Azure / azure-service-bus-java

☁️ Java client library for Azure Service Bus
https://azure.microsoft.com/services/service-bus
MIT License
60 stars 59 forks source link

TimeoutException: UpdateState request timed out in version 1.2.8 #312

Open peterbomers opened 5 years ago

peterbomers commented 5 years ago

Hay

I've recently updated our source to use the 1.2.8 version and I in our production environment we get strange issues. After a random number of days the subscription client starts producing TimeoutExceptions with message "UpdateState request timed out. Delivery:?????????".

The application processes the message successfully but the final call to the service bus to ack the message fails. This results in endless processing of messages.

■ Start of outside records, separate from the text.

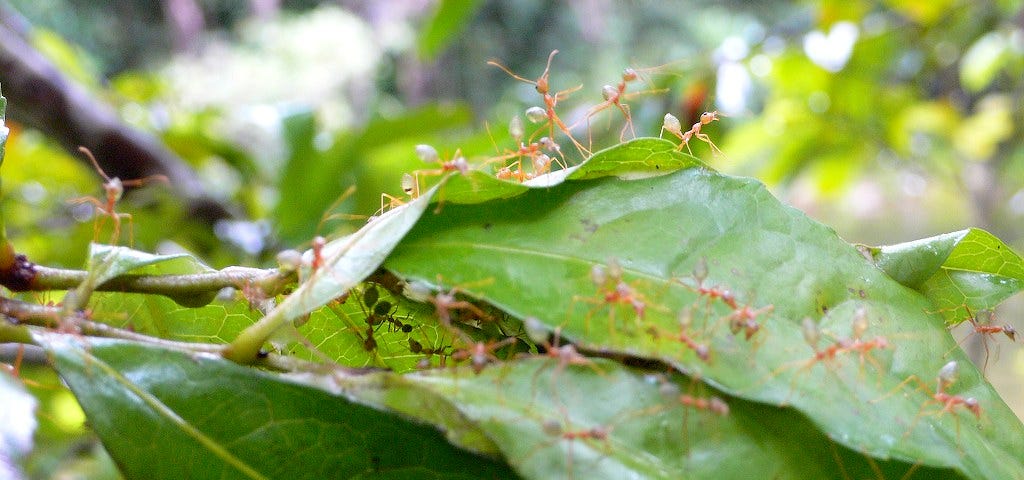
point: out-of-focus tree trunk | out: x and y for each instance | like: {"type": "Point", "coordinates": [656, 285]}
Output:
{"type": "Point", "coordinates": [264, 9]}
{"type": "Point", "coordinates": [41, 97]}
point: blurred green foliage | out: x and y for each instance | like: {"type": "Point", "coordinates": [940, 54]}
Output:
{"type": "Point", "coordinates": [889, 121]}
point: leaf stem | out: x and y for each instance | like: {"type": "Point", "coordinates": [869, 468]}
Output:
{"type": "Point", "coordinates": [26, 314]}
{"type": "Point", "coordinates": [176, 287]}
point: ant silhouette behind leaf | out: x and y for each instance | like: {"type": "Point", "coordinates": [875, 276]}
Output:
{"type": "Point", "coordinates": [114, 189]}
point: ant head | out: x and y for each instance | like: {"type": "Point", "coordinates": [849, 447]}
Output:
{"type": "Point", "coordinates": [973, 405]}
{"type": "Point", "coordinates": [426, 153]}
{"type": "Point", "coordinates": [537, 115]}
{"type": "Point", "coordinates": [542, 83]}
{"type": "Point", "coordinates": [608, 92]}
{"type": "Point", "coordinates": [516, 129]}
{"type": "Point", "coordinates": [671, 123]}
{"type": "Point", "coordinates": [709, 117]}
{"type": "Point", "coordinates": [1010, 332]}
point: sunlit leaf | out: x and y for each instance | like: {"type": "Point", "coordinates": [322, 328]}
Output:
{"type": "Point", "coordinates": [141, 401]}
{"type": "Point", "coordinates": [549, 422]}
{"type": "Point", "coordinates": [17, 424]}
{"type": "Point", "coordinates": [532, 256]}
{"type": "Point", "coordinates": [967, 269]}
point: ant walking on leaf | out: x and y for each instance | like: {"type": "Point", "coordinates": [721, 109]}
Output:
{"type": "Point", "coordinates": [986, 330]}
{"type": "Point", "coordinates": [614, 96]}
{"type": "Point", "coordinates": [612, 292]}
{"type": "Point", "coordinates": [547, 114]}
{"type": "Point", "coordinates": [948, 402]}
{"type": "Point", "coordinates": [114, 189]}
{"type": "Point", "coordinates": [540, 161]}
{"type": "Point", "coordinates": [672, 125]}
{"type": "Point", "coordinates": [854, 344]}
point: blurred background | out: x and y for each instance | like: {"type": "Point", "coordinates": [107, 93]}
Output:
{"type": "Point", "coordinates": [889, 121]}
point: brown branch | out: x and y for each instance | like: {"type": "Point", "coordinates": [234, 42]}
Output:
{"type": "Point", "coordinates": [41, 97]}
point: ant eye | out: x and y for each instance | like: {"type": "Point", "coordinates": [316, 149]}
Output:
{"type": "Point", "coordinates": [370, 296]}
{"type": "Point", "coordinates": [383, 308]}
{"type": "Point", "coordinates": [671, 123]}
{"type": "Point", "coordinates": [536, 115]}
{"type": "Point", "coordinates": [608, 92]}
{"type": "Point", "coordinates": [426, 153]}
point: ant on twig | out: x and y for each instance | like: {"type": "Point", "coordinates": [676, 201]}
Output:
{"type": "Point", "coordinates": [547, 114]}
{"type": "Point", "coordinates": [114, 189]}
{"type": "Point", "coordinates": [613, 96]}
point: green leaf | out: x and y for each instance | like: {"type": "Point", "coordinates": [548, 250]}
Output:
{"type": "Point", "coordinates": [343, 264]}
{"type": "Point", "coordinates": [217, 321]}
{"type": "Point", "coordinates": [531, 406]}
{"type": "Point", "coordinates": [451, 17]}
{"type": "Point", "coordinates": [107, 262]}
{"type": "Point", "coordinates": [967, 269]}
{"type": "Point", "coordinates": [17, 424]}
{"type": "Point", "coordinates": [532, 256]}
{"type": "Point", "coordinates": [636, 159]}
{"type": "Point", "coordinates": [986, 57]}
{"type": "Point", "coordinates": [141, 401]}
{"type": "Point", "coordinates": [4, 131]}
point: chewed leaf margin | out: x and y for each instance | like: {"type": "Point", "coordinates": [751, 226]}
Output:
{"type": "Point", "coordinates": [962, 272]}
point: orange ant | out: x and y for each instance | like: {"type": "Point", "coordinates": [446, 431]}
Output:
{"type": "Point", "coordinates": [946, 378]}
{"type": "Point", "coordinates": [671, 124]}
{"type": "Point", "coordinates": [987, 330]}
{"type": "Point", "coordinates": [613, 97]}
{"type": "Point", "coordinates": [547, 114]}
{"type": "Point", "coordinates": [612, 291]}
{"type": "Point", "coordinates": [712, 293]}
{"type": "Point", "coordinates": [559, 432]}
{"type": "Point", "coordinates": [812, 335]}
{"type": "Point", "coordinates": [114, 188]}
{"type": "Point", "coordinates": [480, 353]}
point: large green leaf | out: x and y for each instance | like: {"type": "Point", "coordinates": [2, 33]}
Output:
{"type": "Point", "coordinates": [544, 419]}
{"type": "Point", "coordinates": [164, 413]}
{"type": "Point", "coordinates": [531, 256]}
{"type": "Point", "coordinates": [17, 424]}
{"type": "Point", "coordinates": [342, 264]}
{"type": "Point", "coordinates": [964, 269]}
{"type": "Point", "coordinates": [4, 131]}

I've been reading an existing issue #272 and implemented our application in the recommended way.

Registration

    private void receiveSubscriptionMessages() throws ServiceBusException, InterruptedException {
        final MessageHandlerOptions options = new MessageHandlerOptions( 10, false, Duration.ofMinutes( 5 ) );
        final ExecutorService executor = Executors.newFixedThreadPool( options.getMaxConcurrentCalls() );
        subscriptionClient.registerMessageHandler( new MessageHandler(), options, executor );
        log.info( "Registered to subscription" );
    }

Handler

    private class MessageHandler implements IMessageHandler {
        @Override
        public CompletableFuture<Void> onMessageAsync( final IMessage message ) {
            log.info( "New message {}", message.getMessageId() );
            final CompletableFuture<Void> future = new CompletableFuture<>();
            process( future, message );
            return future;
        }

        @Override
        public void notifyException( final Throwable exception, final ExceptionPhase phase ) {
            log.error( phase + " encountered exception:" + exception.getMessage(), exception );
        }
    }

Processor

    private void process( final CompletableFuture<Void> future, final IMessage message ) {
        try {
            try {
                 // logic
                future.complete( null );
            } catch ( final RetryableException e ) {
                future.completeExceptionally( e );
            } catch ( final ValidationException | NonRetryableException e ) {
                // can't handle message, send to deadletter queue
                log.error( "Poison message {}, sending to deadletter queue", message.getMessageId() );
                subscriptionClient.deadLetter( message.getLockToken() );
                future.complete( null );
            }
        } catch ( final InterruptedException | ServiceBusException e ) {
            // catch exceptions in service bus communication
            future.completeExceptionally( e );
        } catch ( final Exception e ) {
            // unhandled exception, should not occur
            future.completeExceptionally( e );
        }
    }

Any idea how to resolve this issue?

yvgopal commented 5 years ago

Need some more info.

  1. Do you set prefetch count on the subscription client?
  2. What do you mean by 'after random number of days'? Approximately one week or one month?
  3. What happens after you get this exception? Does your subscription client continue to receive and complete messages?
  4. Occasional time out is expected. But such time outs should not be continuous and should never be more than 1 in a thousand. Clients receive timeouts when service is being upgraded or in case of a network glitch or another random issue that causes a node reboot on the service.
  5. If the timeouts you get are continuous, or lot of them, please capture the traces. Java SDK supports SLF4J tracing, so you can hook up any of logging framework of your choice. Traces will help me figure out what is going on.
peterbomers commented 5 years ago

Need some more info.

  1. Do you set prefetch count on the subscription client?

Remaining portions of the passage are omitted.